Back to your questions:
> Did you have a strategy or was it a leap of faith?
It was a strategy. I think when you're young and don't have a family it's easy to take big risks and leaps of faith. That was not an option for me. But, I think that believing that I _could_ successfully make the transition was a leap of faith.
> Did you regret it later on?
There was one point early on I did. I knew game development inside-out and was an authority on the subject. If I said something in a meeting it was taken seriously. It was hard to go back to being the newbie. After a while, though, that went away. I absolutely do NOT regret it now.
> Are you happy with the decision you made?
Couldn't be happier. Life is better on every single front for me. I'll also note that much of that is intertwined. I'm happy (with work), so I act happier (at home), which means the family is happier (around me), and it all feeds on each other.
> Where do you think you would be today if you had decided to stay in that job?
Do the same shit over and over again, until something happened to the studio and I was let go.
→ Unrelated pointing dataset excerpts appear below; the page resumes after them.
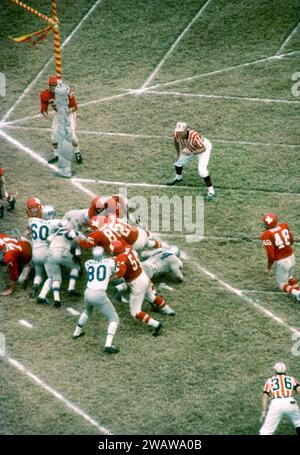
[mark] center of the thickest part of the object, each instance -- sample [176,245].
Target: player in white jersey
[188,144]
[41,229]
[78,218]
[280,389]
[99,271]
[60,253]
[163,260]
Eventually, I'd be a 50-year old game developer that no one would hire because my price tag would be too high, and I wouldn't put up with someone telling me to work 80 hour weeks.
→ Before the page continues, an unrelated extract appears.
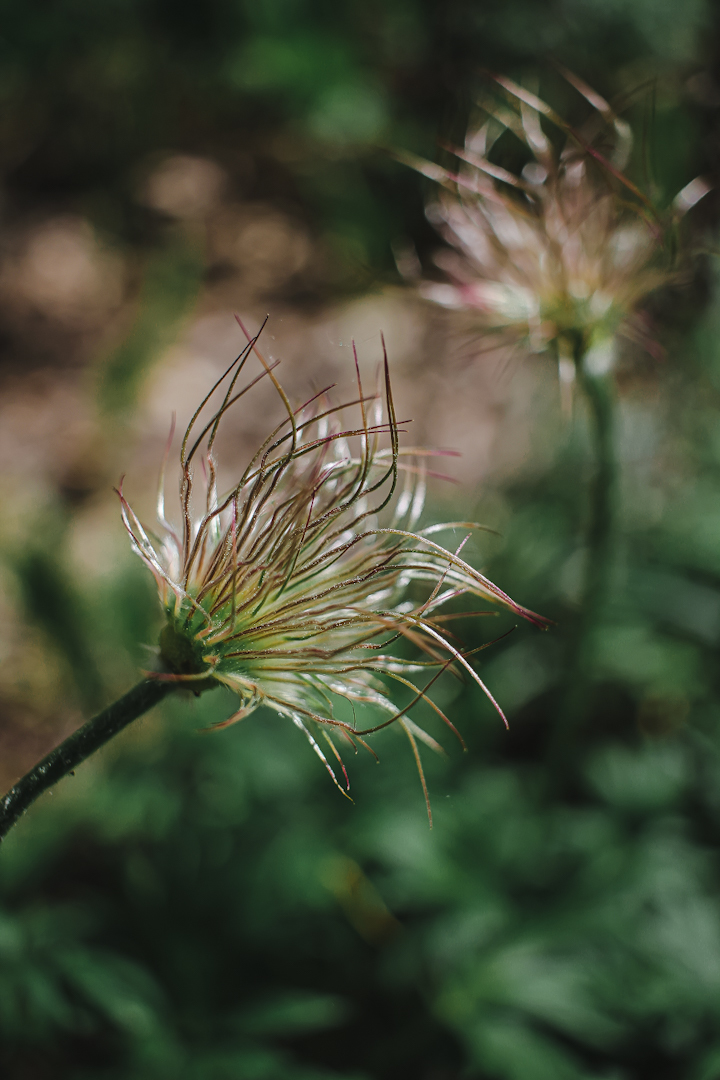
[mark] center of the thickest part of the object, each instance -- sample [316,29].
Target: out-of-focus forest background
[207,907]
> If you are currently in a job like that, then do you have any plans of escaping to work on your passion?
But, I'll answer this a little differently than you probably expected. At every job I've had - until now - I've always had side projects and little programming things I did for fun at home. I always had an "itch" that wasn't being scratched by my day job. That's no longer the case. I get fulfillment at my job, and if there's ever anything I'd like to explore, I'm lucky enough to be working where it is actively encouraged.
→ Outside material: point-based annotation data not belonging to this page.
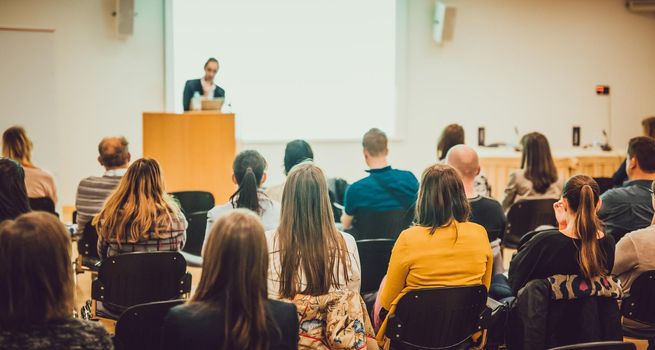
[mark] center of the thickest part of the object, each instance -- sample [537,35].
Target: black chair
[194,201]
[195,237]
[374,255]
[383,224]
[605,345]
[525,216]
[136,278]
[139,327]
[441,318]
[640,306]
[604,183]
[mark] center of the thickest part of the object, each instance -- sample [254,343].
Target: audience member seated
[94,190]
[229,309]
[17,146]
[451,136]
[13,195]
[628,208]
[37,289]
[249,173]
[484,211]
[296,152]
[308,255]
[385,188]
[579,247]
[443,249]
[537,178]
[140,216]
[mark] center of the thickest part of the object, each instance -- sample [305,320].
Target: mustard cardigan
[455,255]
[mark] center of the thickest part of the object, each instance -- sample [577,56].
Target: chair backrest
[374,255]
[195,233]
[640,304]
[438,318]
[382,224]
[139,327]
[604,345]
[525,216]
[136,278]
[194,201]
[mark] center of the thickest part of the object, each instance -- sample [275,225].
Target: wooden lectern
[195,150]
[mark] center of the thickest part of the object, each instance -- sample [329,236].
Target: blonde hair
[139,205]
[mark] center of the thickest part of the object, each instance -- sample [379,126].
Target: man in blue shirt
[385,188]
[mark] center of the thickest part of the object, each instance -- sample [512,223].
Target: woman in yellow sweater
[443,249]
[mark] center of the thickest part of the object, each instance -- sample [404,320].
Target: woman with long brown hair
[229,309]
[537,177]
[308,254]
[442,249]
[17,146]
[140,216]
[37,288]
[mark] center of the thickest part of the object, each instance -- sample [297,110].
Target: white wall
[103,81]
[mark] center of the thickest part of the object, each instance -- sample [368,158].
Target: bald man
[485,211]
[114,156]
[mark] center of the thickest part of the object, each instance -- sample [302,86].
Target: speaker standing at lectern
[205,86]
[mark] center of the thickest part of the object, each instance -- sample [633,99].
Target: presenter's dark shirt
[194,85]
[199,327]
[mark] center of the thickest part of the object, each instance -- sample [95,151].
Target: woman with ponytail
[578,247]
[249,174]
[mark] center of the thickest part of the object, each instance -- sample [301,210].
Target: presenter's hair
[307,237]
[296,152]
[452,135]
[234,279]
[139,206]
[248,168]
[17,146]
[37,279]
[441,198]
[13,194]
[375,142]
[537,161]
In summary, I'm not sure if your question was a kind of "poll" for something else you're working on or if you are looking for encouragement to escape a job that you find meaningless. Assuming it's the latter, I would suggest reading the book linked - or at least enough to get you going. It has many great tips for helping you discover what's actually important to you, and then how to come up with plans on how to get there. It may take a while, but often, simply having a plan and sticking to it (and being able to see the light at the end of the tunnel) is enough to keep your spirits up.